Parse docblocks of function calls, not function definitions?

614 views Asked by At

I'm trying to get docblocks preceding certain function calls in a PHP file. The difference to the usual approach is that I'm not trying to parse docblocks of function definitions.

Example file:

<?php
$data = get_data($id);

if ( empty( $data->random ) ) {
  /**
  * Brief description
  *
  * @since 1.0
  * @param int $var Variable
  */
  do_function( 'identifier', $var );
  exit;
}

// random comment
$status = get_random_function($post);
?>

do_function does appear on various places in various files I'm going to parse. What I'm trying to get and parse is the preceding docblock including the function call.

A Reflection class is not an option as the files don't include classes, so I'm stuck with the following RegExp which returns an empty array:

preg_match_all('/(\/\*.+\*\/)[\s]{0,}do_function/m', $filecontent_as_string, $results);

What am I doing wrong here? Thanks!

2

There are 2 answers

0
hwnd On

Check out Tokenizer or Reflection for this case. You may also see file in which you could use to match those certain lines of comments and have it return an array of lines.

If you desire a regular expression in this case, this should do what you want.

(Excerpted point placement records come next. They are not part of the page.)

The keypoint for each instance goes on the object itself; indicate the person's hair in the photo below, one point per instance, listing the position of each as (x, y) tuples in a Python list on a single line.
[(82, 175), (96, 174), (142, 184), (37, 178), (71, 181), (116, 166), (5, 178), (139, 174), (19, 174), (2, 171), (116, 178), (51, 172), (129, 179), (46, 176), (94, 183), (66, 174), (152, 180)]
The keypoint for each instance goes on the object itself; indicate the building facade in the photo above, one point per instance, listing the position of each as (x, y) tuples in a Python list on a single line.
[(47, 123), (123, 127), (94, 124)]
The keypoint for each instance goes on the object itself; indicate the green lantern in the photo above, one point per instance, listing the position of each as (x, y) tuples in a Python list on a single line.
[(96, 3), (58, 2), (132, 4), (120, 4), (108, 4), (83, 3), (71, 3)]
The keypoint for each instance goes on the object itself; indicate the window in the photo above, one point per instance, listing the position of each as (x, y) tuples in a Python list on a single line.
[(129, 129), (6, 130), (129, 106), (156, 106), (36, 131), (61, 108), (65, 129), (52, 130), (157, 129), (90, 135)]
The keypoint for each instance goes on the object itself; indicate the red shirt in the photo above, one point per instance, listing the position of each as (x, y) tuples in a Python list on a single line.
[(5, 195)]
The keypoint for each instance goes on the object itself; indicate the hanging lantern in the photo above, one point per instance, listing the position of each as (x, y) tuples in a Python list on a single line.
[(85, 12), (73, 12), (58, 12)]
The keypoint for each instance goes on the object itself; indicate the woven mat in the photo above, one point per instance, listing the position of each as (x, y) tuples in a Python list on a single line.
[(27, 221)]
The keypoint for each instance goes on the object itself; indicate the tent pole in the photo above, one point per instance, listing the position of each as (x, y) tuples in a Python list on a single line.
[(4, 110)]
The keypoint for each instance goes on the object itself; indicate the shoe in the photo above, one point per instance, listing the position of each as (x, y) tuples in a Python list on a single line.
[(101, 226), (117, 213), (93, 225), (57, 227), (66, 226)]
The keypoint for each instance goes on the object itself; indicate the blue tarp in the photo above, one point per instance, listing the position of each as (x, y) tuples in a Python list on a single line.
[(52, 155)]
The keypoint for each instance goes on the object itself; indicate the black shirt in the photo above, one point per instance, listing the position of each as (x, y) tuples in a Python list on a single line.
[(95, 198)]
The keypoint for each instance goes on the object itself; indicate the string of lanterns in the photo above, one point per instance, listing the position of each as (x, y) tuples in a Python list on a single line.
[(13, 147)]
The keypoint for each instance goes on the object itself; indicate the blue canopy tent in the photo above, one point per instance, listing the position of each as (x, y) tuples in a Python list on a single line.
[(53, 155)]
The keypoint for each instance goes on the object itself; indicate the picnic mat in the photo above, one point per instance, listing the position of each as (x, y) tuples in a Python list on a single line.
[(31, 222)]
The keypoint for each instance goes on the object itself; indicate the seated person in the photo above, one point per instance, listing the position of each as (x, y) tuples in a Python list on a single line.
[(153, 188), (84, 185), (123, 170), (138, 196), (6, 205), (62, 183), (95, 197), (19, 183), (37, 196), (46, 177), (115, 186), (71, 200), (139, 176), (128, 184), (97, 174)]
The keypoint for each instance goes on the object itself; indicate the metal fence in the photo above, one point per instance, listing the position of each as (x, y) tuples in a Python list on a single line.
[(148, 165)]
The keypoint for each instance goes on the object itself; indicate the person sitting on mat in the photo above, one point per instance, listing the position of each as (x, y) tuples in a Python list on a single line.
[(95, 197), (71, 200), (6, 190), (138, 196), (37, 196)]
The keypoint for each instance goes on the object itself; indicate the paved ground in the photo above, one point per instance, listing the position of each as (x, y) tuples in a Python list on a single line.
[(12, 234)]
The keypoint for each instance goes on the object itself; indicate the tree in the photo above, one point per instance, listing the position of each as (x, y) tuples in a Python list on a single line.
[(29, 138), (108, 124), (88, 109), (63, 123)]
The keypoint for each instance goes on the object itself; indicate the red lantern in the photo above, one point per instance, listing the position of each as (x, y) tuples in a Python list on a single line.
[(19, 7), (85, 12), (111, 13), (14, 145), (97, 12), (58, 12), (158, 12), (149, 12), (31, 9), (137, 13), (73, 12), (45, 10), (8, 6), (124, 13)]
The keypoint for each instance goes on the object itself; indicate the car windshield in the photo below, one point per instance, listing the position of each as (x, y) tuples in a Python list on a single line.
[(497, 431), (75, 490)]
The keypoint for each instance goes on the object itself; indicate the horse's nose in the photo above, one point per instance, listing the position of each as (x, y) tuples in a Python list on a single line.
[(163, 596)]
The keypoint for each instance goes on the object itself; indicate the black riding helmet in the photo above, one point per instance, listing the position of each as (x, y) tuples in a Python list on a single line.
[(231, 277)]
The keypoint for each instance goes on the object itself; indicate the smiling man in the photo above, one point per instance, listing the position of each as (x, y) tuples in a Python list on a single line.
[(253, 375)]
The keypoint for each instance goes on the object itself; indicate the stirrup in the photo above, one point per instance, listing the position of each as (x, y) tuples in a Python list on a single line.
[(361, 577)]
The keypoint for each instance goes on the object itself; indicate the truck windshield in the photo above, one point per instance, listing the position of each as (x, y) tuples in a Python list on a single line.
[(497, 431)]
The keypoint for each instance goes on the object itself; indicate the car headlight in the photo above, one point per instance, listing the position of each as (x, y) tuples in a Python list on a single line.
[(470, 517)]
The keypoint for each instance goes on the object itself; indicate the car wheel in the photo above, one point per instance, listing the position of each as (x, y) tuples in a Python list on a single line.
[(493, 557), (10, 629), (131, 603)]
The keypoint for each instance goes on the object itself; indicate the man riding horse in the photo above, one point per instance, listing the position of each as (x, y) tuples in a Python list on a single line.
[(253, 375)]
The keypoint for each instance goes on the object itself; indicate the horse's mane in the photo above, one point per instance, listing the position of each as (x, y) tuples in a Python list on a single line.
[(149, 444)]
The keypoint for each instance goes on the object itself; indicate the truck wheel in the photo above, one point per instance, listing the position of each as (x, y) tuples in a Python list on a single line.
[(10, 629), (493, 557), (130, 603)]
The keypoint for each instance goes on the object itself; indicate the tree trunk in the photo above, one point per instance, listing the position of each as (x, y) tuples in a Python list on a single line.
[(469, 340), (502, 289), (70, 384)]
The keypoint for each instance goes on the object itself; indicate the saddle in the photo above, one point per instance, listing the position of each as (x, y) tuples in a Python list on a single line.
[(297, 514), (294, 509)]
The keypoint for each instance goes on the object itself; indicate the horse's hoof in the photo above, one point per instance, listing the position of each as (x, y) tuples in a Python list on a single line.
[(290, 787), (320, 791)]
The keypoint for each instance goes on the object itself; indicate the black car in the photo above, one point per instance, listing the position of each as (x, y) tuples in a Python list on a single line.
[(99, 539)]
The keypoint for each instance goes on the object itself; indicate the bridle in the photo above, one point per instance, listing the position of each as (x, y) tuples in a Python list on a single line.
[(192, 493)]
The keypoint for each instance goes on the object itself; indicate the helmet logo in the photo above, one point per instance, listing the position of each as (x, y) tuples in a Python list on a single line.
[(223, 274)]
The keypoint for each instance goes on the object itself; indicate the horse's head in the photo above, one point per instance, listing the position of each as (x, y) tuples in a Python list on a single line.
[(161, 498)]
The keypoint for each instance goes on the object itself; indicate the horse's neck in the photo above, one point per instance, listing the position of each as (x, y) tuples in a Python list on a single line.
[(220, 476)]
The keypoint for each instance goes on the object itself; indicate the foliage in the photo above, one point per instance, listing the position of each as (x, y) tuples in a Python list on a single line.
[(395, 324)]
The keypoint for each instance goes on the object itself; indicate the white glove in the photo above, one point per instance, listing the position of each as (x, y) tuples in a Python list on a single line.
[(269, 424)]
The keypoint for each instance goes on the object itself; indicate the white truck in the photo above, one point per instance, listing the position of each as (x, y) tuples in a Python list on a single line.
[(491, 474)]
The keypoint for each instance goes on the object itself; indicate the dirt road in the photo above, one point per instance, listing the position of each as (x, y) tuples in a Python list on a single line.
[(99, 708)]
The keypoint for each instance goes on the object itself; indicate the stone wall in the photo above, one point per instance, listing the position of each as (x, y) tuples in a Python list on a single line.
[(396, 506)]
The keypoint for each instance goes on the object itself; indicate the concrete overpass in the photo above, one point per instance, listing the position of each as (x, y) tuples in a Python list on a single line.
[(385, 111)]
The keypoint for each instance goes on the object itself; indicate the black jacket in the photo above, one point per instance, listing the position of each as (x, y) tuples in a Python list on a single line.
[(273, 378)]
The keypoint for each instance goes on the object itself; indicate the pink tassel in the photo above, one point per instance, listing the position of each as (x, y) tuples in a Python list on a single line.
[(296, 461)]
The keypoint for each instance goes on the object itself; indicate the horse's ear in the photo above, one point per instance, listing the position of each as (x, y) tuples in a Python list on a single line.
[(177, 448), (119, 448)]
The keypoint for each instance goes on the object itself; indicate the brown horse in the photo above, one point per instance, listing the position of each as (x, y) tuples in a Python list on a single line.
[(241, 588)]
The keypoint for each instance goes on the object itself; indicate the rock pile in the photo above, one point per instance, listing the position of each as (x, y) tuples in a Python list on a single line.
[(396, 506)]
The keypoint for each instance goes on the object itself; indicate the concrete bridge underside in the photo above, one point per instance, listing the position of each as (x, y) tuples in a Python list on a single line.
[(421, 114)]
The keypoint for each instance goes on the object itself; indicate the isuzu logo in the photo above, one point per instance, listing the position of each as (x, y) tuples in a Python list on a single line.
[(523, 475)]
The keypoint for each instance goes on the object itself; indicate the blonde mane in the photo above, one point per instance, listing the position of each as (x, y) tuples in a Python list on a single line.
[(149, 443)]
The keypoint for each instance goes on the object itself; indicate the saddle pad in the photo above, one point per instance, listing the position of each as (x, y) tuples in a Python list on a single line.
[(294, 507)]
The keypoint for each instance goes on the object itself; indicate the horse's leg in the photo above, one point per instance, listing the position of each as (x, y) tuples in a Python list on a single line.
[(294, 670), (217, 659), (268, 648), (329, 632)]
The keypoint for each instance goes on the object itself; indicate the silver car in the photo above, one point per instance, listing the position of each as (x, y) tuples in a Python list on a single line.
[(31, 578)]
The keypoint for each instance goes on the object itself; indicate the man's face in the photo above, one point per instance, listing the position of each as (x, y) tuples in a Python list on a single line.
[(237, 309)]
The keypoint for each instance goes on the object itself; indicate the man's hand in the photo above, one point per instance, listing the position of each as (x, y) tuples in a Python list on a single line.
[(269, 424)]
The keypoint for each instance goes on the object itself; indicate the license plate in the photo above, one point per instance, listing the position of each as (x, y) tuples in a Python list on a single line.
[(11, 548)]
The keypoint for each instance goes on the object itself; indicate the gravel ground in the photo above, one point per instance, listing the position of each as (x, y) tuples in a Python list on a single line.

/(\/\*(?:[^*]|\n|(?:\*(?:[^\/]|\n)))*\*\/)\s+do_function/

See a demo in action here

Regular expression:

(                     group and capture to \1:
 \/                   match '/'
 \*                   match '*'
 (?:                  group, but do not capture (0 or more times)
   [^*]   |           any character except: '*' OR
   \n     |           any character of: '\n' (newline) OR
   (?:                group, but do not capture:
     \*               match '*'
     (?:              group, but do not capture:
       [^\/] |        any character except: '/' OR
       \n             any character of: '\n' (newline)
     )                end of grouping
   )                  end of grouping
  )*                  end of grouping
  \*                  match '*'
   \/                 match '/'
)                     end of \1
 \s+                  whitespace (\n, \r, \t, \f, and " ") (1 or more times)
 do_function          'do_function'
2
Jerry On

You can have a much simpler regex with the following:

#(?s)(/\*(?:(?!\*/).)+\*/)\s+do_function#

regex101 demo

(?s) can be set as flag (#(/\*(?:(?!\*/).)+\*/)\s+do_function#s) and makes the . match newlines.

/\* matches the beginning of the docblock.

(?:(?!\*/).)+ matches every character except */.

\*/ matches the end of the docblock.

\s+do_function matches spaces and newlines until the do_function is found.